In Senegal, only 39 percent of people over 15 years old are literate; 38 percent of children are in school; and 63 percent of the population lives on under $2 dollars a day, according to the latest UN Human Development Index.

“The question is not so much ‘Can computers make a difference?’” George Roter, co-founder of the Canadian organization Engineers Without Borders, told IRIN. “The bigger question is…‘What are the bottlenecks to a child getting an education?’ The natural answer is not that there aren’t enough computers.”

In rural African villages, barriers to education are “less sexy” issues, such as retention of quality teachers and malnutrition among children, Roter said, adding that resources should be prioritized accordingly.

Other concerns include the training of teachers, how computers would be disposed of, and the costs involved with maintenance.

A 2002 study by the World Bank Human Development Network and the UK Department for International Development (DfID) found that the total cost of ensuring effective computer learning in secondary schools in developing countries could well be around five times the cost of the computer equipment itself.

Challenges

Even in its urban setting, the Serigne Amadou Aly Mbaye school faces challenges every day with its computer project.

Some of the older teachers are resistant to change and refuse to take part. Kids huddle around the computers, sitting two or three to a chair, as there is only one computer for every six children. Also, because of an unreliable power supply, every time all six computers are turned on at once, a loud beeping noise starts up and three of the computers often shut down.

“Sometimes”, school director Cheikh Sylla told IRIN, “you prepare your lesson, with internet and video-projection, then the electricity cuts. You become totally disabled.”

Still, those involved in the project say African students must not and need not allow poverty and underdevelopment to limit their options.

“There is little doubt that sub-Saharan Africa's underserved populations are missing out on the boons of information and communication technology,” the Canadian sponsor IDRC wrote on its website.

“Even if they’re poor, they have to evolve with the world,” grade 3 teacher Ndickou Diop Ndaw said of her students. She questioned how students would conduct research at university level and how they would keep up with others if they did not know how to use computers.

“Being poor doesn’t mean being poor in knowledge too.”

There’s no sense in waiting for the continent to develop further before embracing technology, added school director Sylla. In fact, he said, embracing technology will lead to more development.

“It can open doors,” added researcher Papa Amadou Sène of INEADE. “It can pull people out of poverty.”

Motivated students

Teachers at the Serigne Amadou Aly Mbaye school have been using computers in some classrooms since 2003 to do maths problems, French vocabulary exercises, research projects, and geometry tracing.

They say it allows students to instantly see their mistakes, and correct their work themselves, and also motivates students to work harder. Tools like video-projection create moving, life-size images that allow students to experience the feel and atmosphere of places they could only read about in books.

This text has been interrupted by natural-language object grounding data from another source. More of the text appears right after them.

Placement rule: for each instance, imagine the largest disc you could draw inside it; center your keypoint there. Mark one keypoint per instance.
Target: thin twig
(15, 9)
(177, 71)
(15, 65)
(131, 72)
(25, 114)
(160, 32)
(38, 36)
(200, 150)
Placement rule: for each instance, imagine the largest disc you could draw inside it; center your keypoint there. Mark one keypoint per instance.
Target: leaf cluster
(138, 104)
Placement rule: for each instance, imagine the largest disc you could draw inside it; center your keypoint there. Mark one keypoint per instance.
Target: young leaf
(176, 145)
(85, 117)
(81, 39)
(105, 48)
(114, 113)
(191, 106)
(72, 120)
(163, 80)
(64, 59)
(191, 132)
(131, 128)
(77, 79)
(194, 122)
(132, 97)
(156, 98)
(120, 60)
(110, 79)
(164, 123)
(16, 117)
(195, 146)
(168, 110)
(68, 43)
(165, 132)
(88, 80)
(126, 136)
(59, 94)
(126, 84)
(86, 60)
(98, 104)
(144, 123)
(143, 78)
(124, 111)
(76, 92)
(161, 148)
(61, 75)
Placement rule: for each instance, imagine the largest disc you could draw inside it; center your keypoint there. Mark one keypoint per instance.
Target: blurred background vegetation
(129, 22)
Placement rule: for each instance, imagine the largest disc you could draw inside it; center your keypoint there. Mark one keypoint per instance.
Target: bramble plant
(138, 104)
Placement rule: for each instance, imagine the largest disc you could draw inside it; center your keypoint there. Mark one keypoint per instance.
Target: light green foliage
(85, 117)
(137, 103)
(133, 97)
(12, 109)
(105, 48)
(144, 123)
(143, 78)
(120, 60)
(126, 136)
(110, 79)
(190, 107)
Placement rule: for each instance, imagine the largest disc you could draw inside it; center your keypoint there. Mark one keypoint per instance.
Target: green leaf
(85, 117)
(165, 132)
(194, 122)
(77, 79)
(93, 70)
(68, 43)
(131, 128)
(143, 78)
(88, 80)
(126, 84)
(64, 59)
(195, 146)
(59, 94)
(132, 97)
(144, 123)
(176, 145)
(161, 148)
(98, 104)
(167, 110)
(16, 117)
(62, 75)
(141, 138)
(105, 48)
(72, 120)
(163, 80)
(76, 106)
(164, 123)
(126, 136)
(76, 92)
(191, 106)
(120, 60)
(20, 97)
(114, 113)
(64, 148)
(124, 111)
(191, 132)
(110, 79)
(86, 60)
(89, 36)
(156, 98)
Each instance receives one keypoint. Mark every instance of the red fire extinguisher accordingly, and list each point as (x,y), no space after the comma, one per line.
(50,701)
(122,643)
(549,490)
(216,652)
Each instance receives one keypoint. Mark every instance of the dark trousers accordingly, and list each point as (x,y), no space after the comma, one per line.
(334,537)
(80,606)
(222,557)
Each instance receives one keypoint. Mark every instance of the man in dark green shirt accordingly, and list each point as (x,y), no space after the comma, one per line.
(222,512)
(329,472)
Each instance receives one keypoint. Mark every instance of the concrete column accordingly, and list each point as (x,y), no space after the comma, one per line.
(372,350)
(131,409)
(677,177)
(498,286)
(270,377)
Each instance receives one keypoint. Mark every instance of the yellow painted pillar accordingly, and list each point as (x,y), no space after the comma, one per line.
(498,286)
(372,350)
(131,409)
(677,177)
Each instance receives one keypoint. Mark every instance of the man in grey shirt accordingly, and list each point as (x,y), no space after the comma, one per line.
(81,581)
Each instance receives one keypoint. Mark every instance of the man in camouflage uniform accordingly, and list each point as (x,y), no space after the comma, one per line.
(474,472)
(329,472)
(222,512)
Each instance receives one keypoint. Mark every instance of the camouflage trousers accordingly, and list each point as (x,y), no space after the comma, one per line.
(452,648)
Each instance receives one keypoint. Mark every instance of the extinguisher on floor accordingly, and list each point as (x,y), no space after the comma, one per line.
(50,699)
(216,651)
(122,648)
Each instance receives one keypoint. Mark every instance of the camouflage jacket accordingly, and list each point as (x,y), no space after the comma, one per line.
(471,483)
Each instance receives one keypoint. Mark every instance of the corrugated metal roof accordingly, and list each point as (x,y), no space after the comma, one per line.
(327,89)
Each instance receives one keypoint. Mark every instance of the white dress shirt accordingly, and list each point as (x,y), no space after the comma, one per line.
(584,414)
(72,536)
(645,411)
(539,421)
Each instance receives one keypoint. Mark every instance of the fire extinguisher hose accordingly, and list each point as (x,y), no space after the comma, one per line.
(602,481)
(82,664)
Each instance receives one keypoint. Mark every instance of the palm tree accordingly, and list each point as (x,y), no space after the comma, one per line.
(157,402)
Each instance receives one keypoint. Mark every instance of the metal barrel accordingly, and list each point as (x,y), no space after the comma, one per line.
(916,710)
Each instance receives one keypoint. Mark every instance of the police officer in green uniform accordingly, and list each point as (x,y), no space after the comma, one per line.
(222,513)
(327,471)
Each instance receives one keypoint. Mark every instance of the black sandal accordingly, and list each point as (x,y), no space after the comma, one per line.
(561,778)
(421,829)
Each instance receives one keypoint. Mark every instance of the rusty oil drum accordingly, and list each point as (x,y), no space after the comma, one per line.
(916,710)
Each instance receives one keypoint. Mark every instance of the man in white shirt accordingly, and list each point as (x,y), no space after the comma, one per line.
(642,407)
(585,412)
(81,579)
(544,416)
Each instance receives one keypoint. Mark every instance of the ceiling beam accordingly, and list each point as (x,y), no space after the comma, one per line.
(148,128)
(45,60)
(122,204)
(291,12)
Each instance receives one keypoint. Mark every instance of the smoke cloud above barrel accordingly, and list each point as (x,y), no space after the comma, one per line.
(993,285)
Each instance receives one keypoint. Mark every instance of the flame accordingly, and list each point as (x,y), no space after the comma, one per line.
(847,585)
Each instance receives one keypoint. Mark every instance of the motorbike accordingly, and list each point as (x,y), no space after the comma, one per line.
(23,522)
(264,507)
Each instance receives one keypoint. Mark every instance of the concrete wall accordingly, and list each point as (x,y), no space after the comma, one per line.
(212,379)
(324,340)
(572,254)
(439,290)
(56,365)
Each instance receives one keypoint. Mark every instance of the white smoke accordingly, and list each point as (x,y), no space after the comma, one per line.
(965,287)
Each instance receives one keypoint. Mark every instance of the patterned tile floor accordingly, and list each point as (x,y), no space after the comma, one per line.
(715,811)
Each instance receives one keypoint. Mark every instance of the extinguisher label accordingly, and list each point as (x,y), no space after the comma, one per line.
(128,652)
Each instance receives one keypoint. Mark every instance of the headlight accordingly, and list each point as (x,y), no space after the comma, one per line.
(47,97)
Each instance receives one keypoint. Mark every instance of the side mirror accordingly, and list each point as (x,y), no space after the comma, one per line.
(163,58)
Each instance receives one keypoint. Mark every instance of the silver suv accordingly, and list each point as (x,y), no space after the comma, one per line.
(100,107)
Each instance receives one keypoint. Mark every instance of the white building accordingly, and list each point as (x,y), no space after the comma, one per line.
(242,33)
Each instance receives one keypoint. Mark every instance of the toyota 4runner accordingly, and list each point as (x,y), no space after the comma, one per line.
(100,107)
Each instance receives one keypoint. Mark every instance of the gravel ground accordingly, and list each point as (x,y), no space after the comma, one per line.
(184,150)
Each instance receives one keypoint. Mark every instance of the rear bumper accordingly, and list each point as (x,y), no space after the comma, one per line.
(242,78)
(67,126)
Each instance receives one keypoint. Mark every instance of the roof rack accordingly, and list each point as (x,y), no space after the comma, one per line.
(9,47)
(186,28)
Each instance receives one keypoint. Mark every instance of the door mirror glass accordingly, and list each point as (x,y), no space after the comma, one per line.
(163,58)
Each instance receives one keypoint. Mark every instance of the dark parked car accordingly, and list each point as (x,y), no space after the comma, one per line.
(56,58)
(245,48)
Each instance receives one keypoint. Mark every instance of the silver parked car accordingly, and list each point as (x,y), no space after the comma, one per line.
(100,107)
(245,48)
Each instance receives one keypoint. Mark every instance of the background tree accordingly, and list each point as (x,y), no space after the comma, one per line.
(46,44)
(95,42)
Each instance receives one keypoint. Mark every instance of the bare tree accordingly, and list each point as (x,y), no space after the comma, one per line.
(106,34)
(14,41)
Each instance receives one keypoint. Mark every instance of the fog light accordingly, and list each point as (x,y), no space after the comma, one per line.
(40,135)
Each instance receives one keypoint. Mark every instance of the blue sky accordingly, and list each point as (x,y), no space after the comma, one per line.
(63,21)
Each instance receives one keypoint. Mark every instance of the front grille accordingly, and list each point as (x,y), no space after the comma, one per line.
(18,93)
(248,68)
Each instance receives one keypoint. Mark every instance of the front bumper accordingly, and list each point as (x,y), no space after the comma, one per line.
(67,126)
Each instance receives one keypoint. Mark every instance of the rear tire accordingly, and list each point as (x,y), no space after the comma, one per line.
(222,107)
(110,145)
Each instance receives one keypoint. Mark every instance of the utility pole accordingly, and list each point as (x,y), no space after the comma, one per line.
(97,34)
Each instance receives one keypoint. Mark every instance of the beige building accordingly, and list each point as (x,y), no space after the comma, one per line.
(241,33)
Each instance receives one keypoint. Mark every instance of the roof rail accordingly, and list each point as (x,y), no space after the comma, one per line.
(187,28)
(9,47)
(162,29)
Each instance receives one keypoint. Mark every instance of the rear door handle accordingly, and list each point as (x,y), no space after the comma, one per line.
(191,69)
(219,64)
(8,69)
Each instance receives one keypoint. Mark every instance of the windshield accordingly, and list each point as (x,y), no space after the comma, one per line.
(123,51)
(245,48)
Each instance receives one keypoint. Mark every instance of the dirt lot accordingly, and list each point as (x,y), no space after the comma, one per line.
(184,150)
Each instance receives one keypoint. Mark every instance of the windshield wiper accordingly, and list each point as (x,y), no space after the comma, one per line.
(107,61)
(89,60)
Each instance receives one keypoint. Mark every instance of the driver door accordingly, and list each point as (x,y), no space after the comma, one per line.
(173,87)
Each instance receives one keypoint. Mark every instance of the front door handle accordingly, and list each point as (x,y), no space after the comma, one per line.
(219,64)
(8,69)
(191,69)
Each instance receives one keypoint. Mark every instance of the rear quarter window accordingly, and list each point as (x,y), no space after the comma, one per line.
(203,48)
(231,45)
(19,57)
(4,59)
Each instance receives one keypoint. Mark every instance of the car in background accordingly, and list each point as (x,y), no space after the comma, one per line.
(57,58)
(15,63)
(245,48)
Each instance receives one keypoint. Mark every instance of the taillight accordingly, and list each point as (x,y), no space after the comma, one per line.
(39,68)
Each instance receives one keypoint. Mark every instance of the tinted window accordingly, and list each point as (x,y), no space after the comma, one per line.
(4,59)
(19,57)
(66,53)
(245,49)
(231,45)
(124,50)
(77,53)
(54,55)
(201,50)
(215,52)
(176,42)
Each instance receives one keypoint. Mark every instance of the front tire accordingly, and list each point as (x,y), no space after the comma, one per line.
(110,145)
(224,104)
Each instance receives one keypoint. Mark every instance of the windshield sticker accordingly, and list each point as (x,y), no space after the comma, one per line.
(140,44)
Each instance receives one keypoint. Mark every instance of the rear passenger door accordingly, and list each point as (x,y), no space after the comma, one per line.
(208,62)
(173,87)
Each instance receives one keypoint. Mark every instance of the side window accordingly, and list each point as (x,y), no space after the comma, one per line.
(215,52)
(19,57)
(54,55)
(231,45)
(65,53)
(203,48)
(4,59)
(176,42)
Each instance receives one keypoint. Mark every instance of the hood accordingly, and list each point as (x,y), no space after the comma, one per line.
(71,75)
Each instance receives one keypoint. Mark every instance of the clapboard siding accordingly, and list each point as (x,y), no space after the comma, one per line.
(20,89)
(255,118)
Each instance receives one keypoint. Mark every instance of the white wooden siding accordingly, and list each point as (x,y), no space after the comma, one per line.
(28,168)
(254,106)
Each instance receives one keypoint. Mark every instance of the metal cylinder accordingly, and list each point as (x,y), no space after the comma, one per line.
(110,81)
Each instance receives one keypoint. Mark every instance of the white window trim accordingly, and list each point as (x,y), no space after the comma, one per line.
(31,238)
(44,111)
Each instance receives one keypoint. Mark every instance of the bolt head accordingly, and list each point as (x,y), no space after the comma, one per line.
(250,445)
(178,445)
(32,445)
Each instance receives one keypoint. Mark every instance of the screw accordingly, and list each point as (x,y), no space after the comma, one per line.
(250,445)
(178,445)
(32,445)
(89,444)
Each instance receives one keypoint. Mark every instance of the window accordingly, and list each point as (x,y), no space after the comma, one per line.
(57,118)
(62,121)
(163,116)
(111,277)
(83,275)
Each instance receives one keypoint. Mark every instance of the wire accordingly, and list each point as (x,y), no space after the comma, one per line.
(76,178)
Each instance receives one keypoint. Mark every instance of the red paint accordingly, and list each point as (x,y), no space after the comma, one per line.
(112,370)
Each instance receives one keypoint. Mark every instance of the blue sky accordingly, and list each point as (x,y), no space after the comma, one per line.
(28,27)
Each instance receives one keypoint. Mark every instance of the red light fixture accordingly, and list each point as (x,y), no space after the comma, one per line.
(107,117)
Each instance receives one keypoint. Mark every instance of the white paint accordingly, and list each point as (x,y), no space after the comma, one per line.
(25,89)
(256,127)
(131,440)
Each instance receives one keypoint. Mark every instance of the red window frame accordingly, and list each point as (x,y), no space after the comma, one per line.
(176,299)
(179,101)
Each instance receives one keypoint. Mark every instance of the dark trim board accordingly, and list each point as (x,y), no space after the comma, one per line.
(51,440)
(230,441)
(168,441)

“The students invest themselves more because it’s interesting for them,” school director Sylla said. “There are things to discover.”

Absences are down. Results are up. In the director’s office sits a trophy the students won at a regional learning contest, where they made it to the semi-finals last year.

“It’s thanks to the internet that the students have access to extraordinary resources that have hugely opened doors to knowledge,” Sylla said.

Children already have access to computers through the scores of internet cafes that line the streets of Dakar. Sylla said it was important they use the machines in an educational setting as well.

“They’ll listen to music, look at pornographic sites and chat,” Sylla said. “Children who don’t have the internet at school will think that that’s all the internet is good for.”

An increasing number of elementary schools in Senegal are seeing technology enter their classrooms. Of close to 7,000 elementary schools in Senegal, 231 declared having at least one computer in a survey of schools in Dakar, St. Louis and Thies, according to INEADE’s Sène.

Sène said the government is in the process of distributing 30,000 computers to elementary schools, starting in Dakar. He added the government has already made 100,000 orders for the $100 laptop.